Ogni cuoco ha una striscia metallica per girare le pagine, chiamata excalibur; quella di Géza è in titanio, con manico d’osso. Qualsiasi confraternita ha le sue sette eretiche, così spunta un gruppo che vuole riprodurre migliaia di copie “molecolari” (e cioè identiche) di libri rari, che verranno bruciati allo stesso prezzo. La guerra tra cosche è inevitabile. Sullo sfondo di una montagna maledetta.
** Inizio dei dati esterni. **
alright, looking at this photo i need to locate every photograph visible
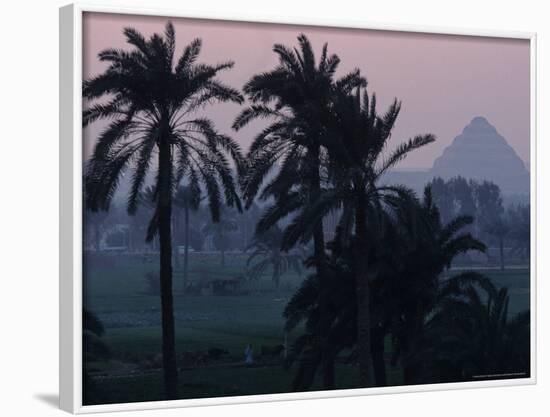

Anche Fahrenheit 451 di Ray Bradbury, che racconta un mondo del futuro in cui i libri vengono bruciati (alla temperatura del titolo), diventa oggetto di menu da veri gourmet; così come il Don Chisciotte, in cui (nel sesto capitolo) viene organizzato un rogo dei poemi cavallereschi che avevano fatto uscire di senno il Cavaliere dalla Triste Figura.
Il rogo dei libri è parte (proprio) delle pagine più tristi della Storia di ogni tempo, da quando l’Inquisizione ha cominciato a bruciare gli scritti accusati di eresia - compresi i manoscritti Maya e Aztechi distrutti da Diego de Landa. Dove si brucia un volume, si cela un despota, si colpisce il patrimonio dell’umanità intera; così non c’è differenza tra i libri “marxisti” dati al rogo da Pinochet, dai militari argentini o quelli “sgraditi” messi sulla pira da Aldolf Hitler. Celebre è la serie di incendi che distrussero la Biblioteca di Alessandria, tra il 48 a.C. e il 642 d.C.: era la più ricca del mondo antico. Non sembra cambiato nulla da allora, leggendo i resoconti delle distruzioni di preziosi volumi da parte dell’Isis. Ma anche l’Italia non è esente da colpe; l’ultimo episodio di rogo per disposizione legale si verificò nel 1961, nel cortile della Procura di Varese: erano le opere del marchese de Sade pubblicate da Luigi Veronelli.
IL VOLTO DEL NEMICO
Inevitabile che la letteratura, vero bersaglio dei roghi, cerchi di raccontare il volto del suo nemico. Jorge Luis Borges ricorda - in una raccolta dal titolo emblematico, Altre inquisizioni - che quel primo imperatore cinese che decise di edificare la Grande Muraglia fu anche lo stesso a disporre di dare alle fiamme «tutti i libri scritti prima di lui». Ciò che fa riflettere è la potenza della parola (e della carta), temuta dai dittatori più di ogni altra cosa. Bisogna preservare, da una parte, l’integrità territoriale dell’Impero, e, dall’altra, cancellarne la memoria storica. Anche Elias Canetti, in Auto da fé (1935), ricorda l’episodio cinese, ancora avvolto nella leggenda; ma il suo personaggio, il sinologo di fama mondiale Peter Kien, finisce per trovare la morte nel rogo della sua biblioteca. I nazisti avevano già cominciato la loro opera di sistematica distruzione.
Pepe Carvalho, il personaggio creato da Manuel Vázquez Montalbán, ha l’abitudine di bruciare i libri che ha già letto, perché non li riconosce più come mezzi adatti per conoscere il mondo; con Joseph Conrad sembra avere un ripensamento, ma poi lo getta lo stesso nelle fuoco.